# Attention All Charter Captains/Members - Please Read



## ShakeDown (Apr 5, 2004)

Due to recent activity in this forum, it's necessary to address some issues that have been brought to our attention.

With spring coming and ice out around the corner, there have been and will be a lot of posts by members looking to book charters. *OGF endorses and highly recommends the charter captains that support OGF through their advertising dollars, all of which are listed here.* It's because of their support, that OGF is able to maintain operating expenses and remain a free resource.

The problem we are seeing, is that non-advertising charter captains are stepping on toes and posting their info, which is a clear violation of our Terms of Service. Those infractions will be handled as defined in our Terms of Service. However, since OGF is built on the sharing of information we do allow members to suggest captains based on their personal experiences (even if they are not OGF advertisers), provided they are not promoting their own charter service.

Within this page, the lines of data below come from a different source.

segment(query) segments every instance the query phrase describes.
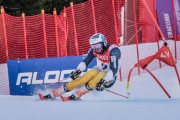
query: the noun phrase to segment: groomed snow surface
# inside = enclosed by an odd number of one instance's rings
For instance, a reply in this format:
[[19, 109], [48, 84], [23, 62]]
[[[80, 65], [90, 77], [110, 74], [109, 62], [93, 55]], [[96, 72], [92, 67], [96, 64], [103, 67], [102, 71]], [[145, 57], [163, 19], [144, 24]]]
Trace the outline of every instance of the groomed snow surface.
[[[177, 64], [180, 73], [180, 61]], [[133, 76], [129, 99], [92, 91], [81, 101], [39, 101], [37, 96], [0, 95], [0, 120], [180, 120], [180, 85], [172, 67], [152, 71], [169, 99], [147, 73]], [[111, 91], [127, 95], [126, 79]]]

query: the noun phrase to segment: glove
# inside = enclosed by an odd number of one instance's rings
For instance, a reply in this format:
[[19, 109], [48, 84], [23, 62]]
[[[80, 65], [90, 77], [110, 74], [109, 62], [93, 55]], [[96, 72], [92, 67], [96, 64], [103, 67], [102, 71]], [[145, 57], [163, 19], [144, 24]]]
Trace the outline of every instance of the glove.
[[80, 74], [81, 74], [81, 70], [75, 70], [70, 73], [69, 77], [75, 80], [79, 77]]
[[106, 81], [102, 79], [99, 83], [97, 83], [96, 90], [97, 91], [104, 91], [105, 85], [106, 85]]

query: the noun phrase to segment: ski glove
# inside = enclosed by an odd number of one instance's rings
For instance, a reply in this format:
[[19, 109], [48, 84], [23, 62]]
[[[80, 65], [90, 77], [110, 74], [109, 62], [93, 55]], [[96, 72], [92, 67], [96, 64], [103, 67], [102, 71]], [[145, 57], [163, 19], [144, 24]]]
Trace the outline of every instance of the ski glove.
[[81, 74], [81, 70], [75, 70], [70, 73], [69, 77], [75, 80], [80, 76], [80, 74]]
[[101, 80], [99, 83], [97, 83], [96, 85], [96, 90], [97, 91], [104, 91], [105, 90], [105, 85], [106, 85], [106, 81], [105, 80]]

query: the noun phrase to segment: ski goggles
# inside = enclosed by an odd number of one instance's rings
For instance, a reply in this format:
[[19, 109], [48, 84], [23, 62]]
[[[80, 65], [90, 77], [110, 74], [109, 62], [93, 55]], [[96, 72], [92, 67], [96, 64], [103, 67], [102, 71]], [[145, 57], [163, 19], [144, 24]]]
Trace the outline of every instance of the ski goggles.
[[102, 45], [101, 43], [97, 43], [97, 44], [91, 45], [91, 48], [94, 50], [99, 50], [102, 48]]
[[97, 43], [97, 44], [91, 45], [91, 48], [92, 48], [93, 50], [95, 50], [96, 52], [101, 52], [101, 50], [102, 50], [102, 44], [101, 44], [101, 43]]

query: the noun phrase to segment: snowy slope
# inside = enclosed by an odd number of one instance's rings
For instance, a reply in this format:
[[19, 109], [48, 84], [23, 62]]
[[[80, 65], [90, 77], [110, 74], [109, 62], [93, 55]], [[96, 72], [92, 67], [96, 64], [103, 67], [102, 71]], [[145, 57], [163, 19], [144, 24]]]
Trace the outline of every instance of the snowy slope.
[[[180, 61], [177, 67], [180, 71]], [[180, 85], [174, 69], [166, 66], [154, 70], [153, 74], [172, 96], [171, 99], [149, 74], [144, 73], [131, 78], [130, 99], [107, 91], [92, 91], [82, 101], [76, 102], [0, 95], [0, 120], [179, 120]], [[125, 87], [126, 80], [123, 80], [111, 90], [127, 95]]]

Since this poses a potential conflict with our advertisers, and we want you to be able to share your experiences with captains that aren't necessarily advertisers, we are tightening up our policy in that regard. Effective immediately, we are defining our existing TOS as follows:


Only charter captains that advertise with OGF are allowed to post their own info in their posts, replies, and signatures (this includes their rates, contact information, links, and availability)
Non-advertising charter captains are not permitted to post their info or solicit business in the forums. We don't police private messages, however if it becomes an issue where an inquiring member gets bombarded with PM's and complains, we will take appropriate action as defined in our TOS.
Members can discuss their experiences with charter captains regardless of their status on OGF, however we will not allow members to post specific charter info (phone numbers, website links, email addresses) publicly in their posts/replies. You can mention the name of the captain/service, but can't post contact info publicly.
If you are a charter captain and are solicted via PM by a member (advertiser or not) then you can reply and communicate privately with no restriction.
All members/captains are permitted (1) link in their signature, provided it adheres to our terms of service.
All members/non-advertising captains are permitted to post pictures of their trips/catch provided the photos do not contain contact info for the charter service (logos/info on fish boards, shirts, etc.)
We hope that this provides some needed clarity, and that you continue to support the proven captains that support OGF.


----------